After-school Program Develops Mind, Character

/PRNewswire/ -- He's spreading the word, instilling hope, reaching at-risk youth through academic enrichment.

Tony Lowden knows what to do for the 800 students who participate in after-school programs at Campus Clubs in Macon, Georgia, because he was once on the receiving end of such support. Growing up in the Philadelphia ghettos, he lacked hope and, for a while, purpose.

His ticket out of the ghettos and onto a path of opportunity and success was delivered by his aunt, with an assist from above.

"My aunt saved my life. She basically saved me. She introduced me to Christ," says Lowden. "My walk with Christ became stronger as I watched more African-American males die from gangs and drugs. I wanted to one day be in a position to do more to prevent some of that."

Lowden's path to youth service was not a direct route.

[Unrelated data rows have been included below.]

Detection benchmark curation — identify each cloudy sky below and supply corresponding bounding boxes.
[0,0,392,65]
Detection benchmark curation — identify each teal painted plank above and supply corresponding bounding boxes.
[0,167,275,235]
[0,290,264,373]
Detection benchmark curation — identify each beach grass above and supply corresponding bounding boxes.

He enjoyed a brief professional baseball career and then fashioned a career as a successful businessman. Yet something was missing. That's when he rose from the comforts of his stable career and a top salary to become a youth pastor.

Eventually, he became Executive Director of Campus Clubs, which serves the academic and spiritual needs of Macon youth via programs that run from 3 p.m. to as late as 8:30 and include snacks and dinner.

"When they get out of school at three o'clock, their education stops," Lowden said of the way things used to be. "Most of their families can't afford computers. It is criminal to have 80 percent of kids in a city who don't have access to the information highway."

Campus Clubs' twenty-first-century learning centers are changing that. The centers are funded through donations and grants and offer training in the latest software and engaging curricula in science, technology, engineering, and math (STEM) from Pitsco Education. Several satellite after-school programs have sprung up in other parts of Georgia, but Lowden has his nets poised for casting over a broader area.

"We believe that the model we have could be the model for after-school programs across the country," he said. "We build robots and rockets and learn about math, science, and other subjects."

Engaging curricula is only part of the equation. Many children from broken homes and poverty aren't usually rooted in faith and morals, so Campus Clubs addresses that deficit with its church-based programs.

A firm believer that government and public education should not advocate the practice of faith, Lowden says those entities should not run from religion either. All parties can coexist with a common goal of raising up at-risk youth and empowering them to one day serve as community leaders.

"Eventually, the cities and government will say that Martin Luther King was right. Education is about intelligence and building character," Lowden says. "Character comes from a spiritual foundation."